Kidney Failure supplements
Kidney Failure

  • Chinese herbalists have relied on rhubarb rhizomes and roots for thousands of years. The rhizomes and roots contain powerful anthraquinones and tannins that act as stimulant laxatives and astringents, respectively. In traditional Chinese medicine, rhubarb is also used to treat gastric ulcers, chronic renal (kidney) failure, and pregnancy-induced hypertension (high blood pressure), pre-eclampsia and eclampsia. European herbalists have recommended rhubarb as a laxative, diuretic, and to treat kidney stones, gout (foot inflammation), and liver diseases. Externally, it is recommended to heal skin sores and scabs. The current practice of using rhubarb to treat cancer (as an ingredient in the herbal Essiac® formula) lacks the support of controlled clinical trials. However, rhubarb is being tested for multiple other conditions, including hyperlipidemia (high cholesterol) and obesity. Use for gingivitis, chronic renal failure and upper gastrointestinal bleeding seem to be the most promising, although more research should be done in these areas, specifically with rhubarb as a monotherapy.
    Source:NaturalStandard
  • Cordyceps sinensis , the Cordyceps species most widely used as a dietary supplement, naturally grows on the back of the larvae of a caterpillar from the moth Hepialus armoricanus Oberthur found mainly in China, Nepal, and Tibet. The mycelium invades the caterpillar and eventually replaces the host tissue. The stroma (fungal fruit body) grows out of the top of the caterpillar. The remaining structures of the caterpillar along with the fungus are dried and sold as the dietary supplement cordyceps. Commonly known as "dong chong xia cao" (summer-plant, winter-worm) in Chinese, cordyceps has been used as a tonic food in China and Tibet and has been used as a food supplement and tonic beverage among the rich because of its short supply due to over harvesting. It is also an ingredient in soups and other foods used traditionally in Chinese medicine for thousands of years helping debilitated patients recover from illness. Cordyceps is used therapeutically for asthma, bronchitis, chemoprotection, exercise performance, hepatitis B, hepatic cirrhosis, hyperlipidemia (high cholesterol), as an immunosuppressive agent, and in chronic renal failure. The fungus became popular in 1993 when two female Chinese athletes, who admitted using cordyceps supplements, beat the world records in the track and field competition at the Stuttgart World Championships for the 1,500-, 3,000-, and 10,000-meter runs. The women were drug tested for any banned substances such as steroids and were negative. Their coach attributed the performance to the cordyceps supplementation.

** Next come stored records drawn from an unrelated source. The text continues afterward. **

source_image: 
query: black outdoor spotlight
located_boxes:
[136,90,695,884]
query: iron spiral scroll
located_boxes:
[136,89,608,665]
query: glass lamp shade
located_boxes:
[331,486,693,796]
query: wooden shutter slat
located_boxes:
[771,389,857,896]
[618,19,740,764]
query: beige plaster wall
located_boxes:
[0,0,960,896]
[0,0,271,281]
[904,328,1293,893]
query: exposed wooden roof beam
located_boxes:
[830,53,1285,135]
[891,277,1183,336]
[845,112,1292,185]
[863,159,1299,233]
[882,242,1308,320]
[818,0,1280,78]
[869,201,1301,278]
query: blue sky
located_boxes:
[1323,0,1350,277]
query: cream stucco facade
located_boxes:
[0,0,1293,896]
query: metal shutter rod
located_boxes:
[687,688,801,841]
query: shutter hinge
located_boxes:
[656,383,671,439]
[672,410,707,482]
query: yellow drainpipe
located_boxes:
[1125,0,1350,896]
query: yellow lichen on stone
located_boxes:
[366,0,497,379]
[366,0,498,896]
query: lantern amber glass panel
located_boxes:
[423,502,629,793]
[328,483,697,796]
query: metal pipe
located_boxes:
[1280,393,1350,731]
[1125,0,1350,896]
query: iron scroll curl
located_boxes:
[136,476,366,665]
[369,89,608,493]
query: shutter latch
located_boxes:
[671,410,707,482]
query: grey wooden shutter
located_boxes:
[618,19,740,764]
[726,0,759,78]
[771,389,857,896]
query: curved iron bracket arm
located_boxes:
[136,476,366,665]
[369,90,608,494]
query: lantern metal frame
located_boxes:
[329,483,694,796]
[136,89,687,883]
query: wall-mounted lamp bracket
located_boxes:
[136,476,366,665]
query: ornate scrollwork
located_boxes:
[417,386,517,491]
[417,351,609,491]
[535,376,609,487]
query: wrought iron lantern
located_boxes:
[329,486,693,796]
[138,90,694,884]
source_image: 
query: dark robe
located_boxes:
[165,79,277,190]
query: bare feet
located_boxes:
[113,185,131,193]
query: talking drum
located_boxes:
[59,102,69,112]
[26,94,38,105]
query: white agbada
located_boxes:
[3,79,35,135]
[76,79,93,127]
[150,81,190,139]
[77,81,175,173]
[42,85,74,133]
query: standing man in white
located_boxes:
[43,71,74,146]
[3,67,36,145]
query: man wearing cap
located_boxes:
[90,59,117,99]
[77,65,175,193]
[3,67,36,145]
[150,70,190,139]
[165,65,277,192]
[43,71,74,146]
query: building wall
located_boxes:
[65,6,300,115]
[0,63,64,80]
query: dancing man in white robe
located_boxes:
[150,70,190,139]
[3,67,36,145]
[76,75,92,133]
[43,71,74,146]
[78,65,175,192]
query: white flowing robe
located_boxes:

    Source:NaturalStandard
  • Coenzyme Q10 (CoQ10) is produced by the human body and is necessary for the basic functioning of cells. CoQ10 levels are reported to decrease with age and to be low in patients with some chronic diseases such as heart conditions, muscular dystrophies, Parkinson's disease, cancer, diabetes, and HIV/AIDS. Some prescription drugs may also lower CoQ10 levels. Levels of CoQ10 in the body can be increased by taking CoQ10 supplements, although it is not clear that replacing "low CoQ10" is beneficial. CoQ10 has been used, recommended, or studied for numerous conditions, but remains controversial as a treatment in many areas.
    Source:NaturalStandard
  • Astragalus products are derived from the roots of Astragalus membranaceus or related species, which are native to China. In traditional Chinese medicine, astragalus is commonly found in mixtures with other herbs, and is used in the treatment of numerous ailments, including heart, liver, and kidney diseases, as well as cancer, viral infections, and immune system disorders. Western herbalists began using astragalus in the 1800s as an ingredient in various tonics. The use of astragalus became popular in the 1980s based on theories about anti-cancer properties, although these proposed effects have not been clearly demonstrated in reliable human studies. Some medicinal uses of astragalus are based on its proposed immune stimulatory properties, reported in preliminary laboratory and animal experiments, but not conclusively demonstrated in humans. Most astragalus research has been conducted in China, and has not been well designed or reported. Gummy sap (tragacanth) from astragalus is used as a thickener in ice cream, an emulsifier, a denture adhesive, and an anti-diarrheal agent.